I can’t see that a F&F IVA has any advantage for Mr C over bankruptcy and it would cost a lot more.
Bankruptcy
The only immediate action he could take that is guaranteed to work is going bankrupt. That link gives you lots of information on the pros and cons of bankruptcy and what actually happens.
I think Mr C knows most of these, but this is a big decision and if he hasn’t already taken debt advice he should, see Good places for debt advice. Mr C mentions:
- he would be likely to lose his car. He may not care about this, but if he wanted to keep it, then his parents could buy it from him for its current value (use Parkers to get this) and this would give him some money for the bankruptcy fees.

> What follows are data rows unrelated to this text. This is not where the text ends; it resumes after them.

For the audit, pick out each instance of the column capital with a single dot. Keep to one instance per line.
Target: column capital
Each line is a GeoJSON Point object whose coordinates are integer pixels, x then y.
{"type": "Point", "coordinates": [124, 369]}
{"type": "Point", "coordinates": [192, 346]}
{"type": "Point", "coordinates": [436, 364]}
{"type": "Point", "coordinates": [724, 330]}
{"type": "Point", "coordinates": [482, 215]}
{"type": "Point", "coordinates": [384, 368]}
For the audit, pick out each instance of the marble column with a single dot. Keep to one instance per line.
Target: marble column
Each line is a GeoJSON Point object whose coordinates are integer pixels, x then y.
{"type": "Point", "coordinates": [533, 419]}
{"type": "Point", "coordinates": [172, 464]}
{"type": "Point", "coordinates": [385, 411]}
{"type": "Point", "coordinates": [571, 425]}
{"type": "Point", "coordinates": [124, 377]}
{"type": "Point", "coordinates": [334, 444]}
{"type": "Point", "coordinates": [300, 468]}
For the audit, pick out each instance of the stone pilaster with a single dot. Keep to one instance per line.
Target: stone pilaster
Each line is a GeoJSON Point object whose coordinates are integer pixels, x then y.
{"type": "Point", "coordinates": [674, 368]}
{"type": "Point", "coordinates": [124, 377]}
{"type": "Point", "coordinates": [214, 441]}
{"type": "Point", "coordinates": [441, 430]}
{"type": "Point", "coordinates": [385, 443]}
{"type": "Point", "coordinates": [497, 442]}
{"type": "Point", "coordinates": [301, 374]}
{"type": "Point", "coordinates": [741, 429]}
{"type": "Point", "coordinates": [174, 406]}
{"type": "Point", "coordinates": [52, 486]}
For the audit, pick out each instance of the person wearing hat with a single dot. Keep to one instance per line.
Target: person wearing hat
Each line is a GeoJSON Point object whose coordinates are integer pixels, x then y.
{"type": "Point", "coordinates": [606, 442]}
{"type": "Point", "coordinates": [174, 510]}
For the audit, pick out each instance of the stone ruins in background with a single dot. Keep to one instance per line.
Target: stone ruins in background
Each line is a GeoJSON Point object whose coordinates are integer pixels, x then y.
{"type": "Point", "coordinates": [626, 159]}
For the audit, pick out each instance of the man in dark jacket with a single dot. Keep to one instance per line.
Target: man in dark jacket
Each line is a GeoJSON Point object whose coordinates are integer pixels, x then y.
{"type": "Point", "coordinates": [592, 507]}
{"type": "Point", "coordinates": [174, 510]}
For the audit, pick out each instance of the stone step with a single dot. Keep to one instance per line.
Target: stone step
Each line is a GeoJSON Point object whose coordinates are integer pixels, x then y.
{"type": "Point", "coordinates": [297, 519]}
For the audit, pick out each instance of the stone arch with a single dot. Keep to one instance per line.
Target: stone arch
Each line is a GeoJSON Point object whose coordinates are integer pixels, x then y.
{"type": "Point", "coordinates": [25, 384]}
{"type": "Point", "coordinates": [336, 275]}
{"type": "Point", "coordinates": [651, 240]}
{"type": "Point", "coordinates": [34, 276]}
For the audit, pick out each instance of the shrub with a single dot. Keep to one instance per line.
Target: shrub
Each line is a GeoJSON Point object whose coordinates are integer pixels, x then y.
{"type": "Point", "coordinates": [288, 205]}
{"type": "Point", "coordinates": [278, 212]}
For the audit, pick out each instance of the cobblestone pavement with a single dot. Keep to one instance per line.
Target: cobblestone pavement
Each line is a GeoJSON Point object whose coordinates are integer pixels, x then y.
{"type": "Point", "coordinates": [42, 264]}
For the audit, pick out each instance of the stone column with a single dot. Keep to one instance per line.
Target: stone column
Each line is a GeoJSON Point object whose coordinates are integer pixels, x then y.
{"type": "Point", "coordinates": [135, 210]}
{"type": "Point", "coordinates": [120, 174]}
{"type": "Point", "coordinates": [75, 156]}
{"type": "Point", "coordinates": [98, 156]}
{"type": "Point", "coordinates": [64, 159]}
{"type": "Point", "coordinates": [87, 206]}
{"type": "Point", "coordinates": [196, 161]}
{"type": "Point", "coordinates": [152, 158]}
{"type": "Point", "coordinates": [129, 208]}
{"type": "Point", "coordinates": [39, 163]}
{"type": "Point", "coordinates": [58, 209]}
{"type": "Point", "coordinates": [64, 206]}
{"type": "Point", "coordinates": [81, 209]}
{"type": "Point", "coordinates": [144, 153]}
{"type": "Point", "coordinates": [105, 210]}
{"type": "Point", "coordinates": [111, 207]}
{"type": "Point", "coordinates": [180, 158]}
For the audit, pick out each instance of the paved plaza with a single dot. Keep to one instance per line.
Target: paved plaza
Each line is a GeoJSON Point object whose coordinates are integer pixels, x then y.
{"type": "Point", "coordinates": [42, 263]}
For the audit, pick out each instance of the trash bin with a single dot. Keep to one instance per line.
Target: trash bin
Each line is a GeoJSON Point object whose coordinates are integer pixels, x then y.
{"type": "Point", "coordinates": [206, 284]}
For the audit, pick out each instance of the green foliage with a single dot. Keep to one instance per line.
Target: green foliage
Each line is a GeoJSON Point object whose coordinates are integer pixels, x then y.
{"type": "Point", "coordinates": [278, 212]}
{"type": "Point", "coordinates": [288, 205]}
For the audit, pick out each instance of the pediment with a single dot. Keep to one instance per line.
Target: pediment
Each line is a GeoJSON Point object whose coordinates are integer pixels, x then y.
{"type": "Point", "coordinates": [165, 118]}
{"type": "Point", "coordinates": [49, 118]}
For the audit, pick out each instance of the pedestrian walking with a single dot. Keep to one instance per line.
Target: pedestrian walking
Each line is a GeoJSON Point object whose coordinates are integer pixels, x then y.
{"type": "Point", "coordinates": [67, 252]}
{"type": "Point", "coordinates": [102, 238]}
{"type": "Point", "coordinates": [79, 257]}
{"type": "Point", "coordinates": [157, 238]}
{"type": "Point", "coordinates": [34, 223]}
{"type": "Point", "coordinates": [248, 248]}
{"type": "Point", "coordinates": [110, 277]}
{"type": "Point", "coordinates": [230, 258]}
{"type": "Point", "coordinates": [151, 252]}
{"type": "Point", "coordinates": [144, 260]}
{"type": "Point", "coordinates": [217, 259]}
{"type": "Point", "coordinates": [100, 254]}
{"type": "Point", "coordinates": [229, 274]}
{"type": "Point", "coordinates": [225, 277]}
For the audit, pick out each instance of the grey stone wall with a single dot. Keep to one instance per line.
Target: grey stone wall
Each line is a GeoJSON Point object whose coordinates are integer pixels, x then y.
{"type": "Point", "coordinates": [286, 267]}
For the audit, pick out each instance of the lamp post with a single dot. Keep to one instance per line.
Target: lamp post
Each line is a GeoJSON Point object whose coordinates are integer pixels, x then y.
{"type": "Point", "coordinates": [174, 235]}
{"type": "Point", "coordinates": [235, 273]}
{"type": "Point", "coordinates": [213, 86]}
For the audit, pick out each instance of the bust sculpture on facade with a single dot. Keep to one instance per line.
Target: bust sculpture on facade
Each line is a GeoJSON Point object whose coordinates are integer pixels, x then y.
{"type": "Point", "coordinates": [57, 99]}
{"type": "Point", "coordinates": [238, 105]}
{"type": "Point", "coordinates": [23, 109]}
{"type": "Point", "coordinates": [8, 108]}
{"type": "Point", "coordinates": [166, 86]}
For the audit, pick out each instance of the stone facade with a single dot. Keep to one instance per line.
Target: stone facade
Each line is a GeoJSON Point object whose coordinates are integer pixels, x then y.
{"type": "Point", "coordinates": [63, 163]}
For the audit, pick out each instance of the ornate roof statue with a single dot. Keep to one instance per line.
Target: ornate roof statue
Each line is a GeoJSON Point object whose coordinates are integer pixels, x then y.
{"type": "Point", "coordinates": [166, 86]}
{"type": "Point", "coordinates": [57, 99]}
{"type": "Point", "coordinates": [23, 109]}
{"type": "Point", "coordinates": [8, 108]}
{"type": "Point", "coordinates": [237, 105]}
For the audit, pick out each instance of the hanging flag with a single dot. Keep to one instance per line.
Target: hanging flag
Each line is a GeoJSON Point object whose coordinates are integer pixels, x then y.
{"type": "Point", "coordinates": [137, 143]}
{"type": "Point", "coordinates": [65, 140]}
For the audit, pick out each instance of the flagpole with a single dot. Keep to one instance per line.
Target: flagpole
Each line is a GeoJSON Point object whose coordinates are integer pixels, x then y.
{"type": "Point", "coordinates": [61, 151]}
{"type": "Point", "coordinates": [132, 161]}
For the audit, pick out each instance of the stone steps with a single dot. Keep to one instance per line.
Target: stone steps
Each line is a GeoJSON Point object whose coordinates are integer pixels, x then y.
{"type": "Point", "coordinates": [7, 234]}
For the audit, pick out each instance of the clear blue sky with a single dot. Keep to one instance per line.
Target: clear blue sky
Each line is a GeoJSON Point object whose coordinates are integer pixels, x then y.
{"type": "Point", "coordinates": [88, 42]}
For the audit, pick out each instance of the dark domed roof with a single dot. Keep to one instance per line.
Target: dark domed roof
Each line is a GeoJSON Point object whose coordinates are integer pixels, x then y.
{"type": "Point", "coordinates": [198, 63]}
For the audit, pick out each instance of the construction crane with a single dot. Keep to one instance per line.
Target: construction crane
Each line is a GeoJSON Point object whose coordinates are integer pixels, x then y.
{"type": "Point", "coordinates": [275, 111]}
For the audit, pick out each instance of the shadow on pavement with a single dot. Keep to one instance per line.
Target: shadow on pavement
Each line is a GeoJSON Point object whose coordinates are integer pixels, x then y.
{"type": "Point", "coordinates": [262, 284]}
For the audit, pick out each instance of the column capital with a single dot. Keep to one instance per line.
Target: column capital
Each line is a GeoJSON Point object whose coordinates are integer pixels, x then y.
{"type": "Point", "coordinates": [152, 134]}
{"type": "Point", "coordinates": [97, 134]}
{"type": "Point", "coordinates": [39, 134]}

- because of his gambling, he might get a BRU. But he may reasonably decide that a BRU wouldn’t affect him much if at all. It would make it harder to borrow money for some time after he is discharged, but that can even be regarded as a plus point, as without credit it will be harder to gamble.
Apart from those points, bankruptcy would seem to have a lot more advantages for Mr C than full an final settlements, whether made directly with the lenders or through an IVA:
Gambling Debt Forgiveness
- he wouldn’t need the £10,000 from his parents! He may need other help over the next few years and there could be better uses for this money;
- it would be quick, certain and under his control.
Other variations for other people
Bankruptcy And Gambling Debt
Here are some other options that could work for other people with large gambling debts, many of whom won’t have money available for large settlement offers;
- if you owe less than £20,000, are renting and have very little money each month to pay to your debts, look at a Debt Relief Order;
- with a house with equity, your choice is probably between an IVA and a DMP. I wouldn’t suggest an IVA is a good idea until you have been free of gambling for at least 6 months, preferably a year;
- making token payments won’t solve a debt problem, but it can give you time to sort out other problems in your life;
- with a good income, see if any of your debts can be challenged. That last loan of £8,000 sounds to me as though it could have been unaffordable for Mr C and the lender should have realised this. Read How to get a refund from payday loans – the same approach applies to all borrowing, not just payday loans – and “I borrowed 20k in two weeks” – a bipolar spending spree for an example. (Mr C could try this, but his debts are so large that it’s unlikely to make enough difference so bankruptcy is just the simpler approach.)